Хамди и правда сам съездил за вещами Симин и настойчиво предлагал отвезти девушку на аэродром и проводить лично.
— Я помашу тебе на прощание, а потом, как Марк Шагал, напишу тебя летящей по небу. Маслом напишу. Такими крупными мазками. Тебя надо непременно крупными…
— Не такая уж я габаритная, — отшутилась Симин. — Начинай работать уже сейчас. А я прекрасно доберусь на такси. Мне так удобнее.
Ей необходим был сторонний свидетель-таксист, способный подтвердить, что Симин Сарда уезжала в аэропорт из дома Хамди.
Уже в аэропорту она получила долгожданное послание Пынара: «Готов. Горит как факел. Дорога после ночного дождя. Достал его с того света». Он имел в виду Навида. Симин ответила: «Напиши остальным, пусть уезжают. Без суеты».
Она прошла на посадку. Снова в платке, в очках с простыми стеклами, с пририсованной на щеке родинкой — все как на фото в паспорте.
Уже когда самолет взлетел и можно было отстегнуться, Симин встала, прошла до туалета и, запершись в кабинке, почувствовала, как грудь разрывают рыдания. Она закусила губу, чтобы не завыть в голос. Через несколько минут, вернувшись на свое место, она до самого Парижа сидела в кресле, уставившись в одну точку, обессилев совершенно.

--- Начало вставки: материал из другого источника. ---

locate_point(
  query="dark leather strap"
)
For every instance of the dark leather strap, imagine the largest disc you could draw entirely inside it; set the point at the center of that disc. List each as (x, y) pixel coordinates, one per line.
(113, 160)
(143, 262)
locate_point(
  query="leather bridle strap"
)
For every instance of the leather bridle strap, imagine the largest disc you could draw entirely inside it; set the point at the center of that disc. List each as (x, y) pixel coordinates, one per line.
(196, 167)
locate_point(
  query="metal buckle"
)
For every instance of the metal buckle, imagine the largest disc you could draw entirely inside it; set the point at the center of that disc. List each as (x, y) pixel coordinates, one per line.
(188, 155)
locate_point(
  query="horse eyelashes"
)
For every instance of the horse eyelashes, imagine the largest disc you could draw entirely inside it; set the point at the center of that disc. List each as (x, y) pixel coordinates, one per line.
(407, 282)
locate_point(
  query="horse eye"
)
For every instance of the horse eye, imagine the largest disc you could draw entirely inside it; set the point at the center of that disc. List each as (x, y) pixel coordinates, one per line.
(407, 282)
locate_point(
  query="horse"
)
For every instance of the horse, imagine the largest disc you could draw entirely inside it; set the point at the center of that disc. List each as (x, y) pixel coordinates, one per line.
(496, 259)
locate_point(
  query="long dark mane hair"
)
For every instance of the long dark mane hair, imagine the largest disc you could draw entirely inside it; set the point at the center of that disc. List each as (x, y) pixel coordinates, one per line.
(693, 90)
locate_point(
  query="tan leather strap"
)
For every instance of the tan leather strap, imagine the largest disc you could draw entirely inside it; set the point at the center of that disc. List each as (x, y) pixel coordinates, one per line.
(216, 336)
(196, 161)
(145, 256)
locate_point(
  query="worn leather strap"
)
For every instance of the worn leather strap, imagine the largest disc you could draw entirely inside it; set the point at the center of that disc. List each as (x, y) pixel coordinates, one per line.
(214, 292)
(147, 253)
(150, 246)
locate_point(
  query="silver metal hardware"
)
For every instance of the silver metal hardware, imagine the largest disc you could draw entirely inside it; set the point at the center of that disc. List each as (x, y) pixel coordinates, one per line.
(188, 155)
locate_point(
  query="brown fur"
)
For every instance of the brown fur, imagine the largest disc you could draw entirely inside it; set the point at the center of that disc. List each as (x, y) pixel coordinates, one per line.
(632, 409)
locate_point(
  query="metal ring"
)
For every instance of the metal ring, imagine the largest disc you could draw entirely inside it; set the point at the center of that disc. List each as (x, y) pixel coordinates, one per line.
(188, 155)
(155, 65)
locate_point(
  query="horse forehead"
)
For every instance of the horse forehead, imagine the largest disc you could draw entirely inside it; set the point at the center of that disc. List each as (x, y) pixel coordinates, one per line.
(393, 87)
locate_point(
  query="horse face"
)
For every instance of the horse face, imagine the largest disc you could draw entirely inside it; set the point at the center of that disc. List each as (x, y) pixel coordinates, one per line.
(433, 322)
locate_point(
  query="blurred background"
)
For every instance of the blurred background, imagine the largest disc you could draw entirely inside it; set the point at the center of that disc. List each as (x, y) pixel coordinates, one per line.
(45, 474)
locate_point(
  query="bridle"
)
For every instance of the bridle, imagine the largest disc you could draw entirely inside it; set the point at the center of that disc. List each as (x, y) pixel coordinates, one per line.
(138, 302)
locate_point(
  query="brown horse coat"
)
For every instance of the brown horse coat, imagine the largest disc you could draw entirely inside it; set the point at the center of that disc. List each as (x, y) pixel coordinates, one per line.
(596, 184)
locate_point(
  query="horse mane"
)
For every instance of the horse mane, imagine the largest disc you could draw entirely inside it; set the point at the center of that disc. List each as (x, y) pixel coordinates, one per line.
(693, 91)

Пулю, чуть не прикончившую его, Егоров привез из Сирии в стеклянной баночке из-под таблеток валерьянки и поставил на письменный стол на работе. Виктория, едва увидев «эту дрянь», потребовала, чтобы Вася унес ее куда угодно, но подальше с ее глаз.
Егорова уже избавили от дренажной трубки под лопаткой. Он шутил, что из нее ненароком и мозг может вытечь, если вовремя не убрать. Врач шутку не оценил. Он грозил майору тяжелыми последствиями такого ранения. Целую лекцию прочел про переломы лопатки, а в случае Егорова еще и с контузией мягких и костных тканей.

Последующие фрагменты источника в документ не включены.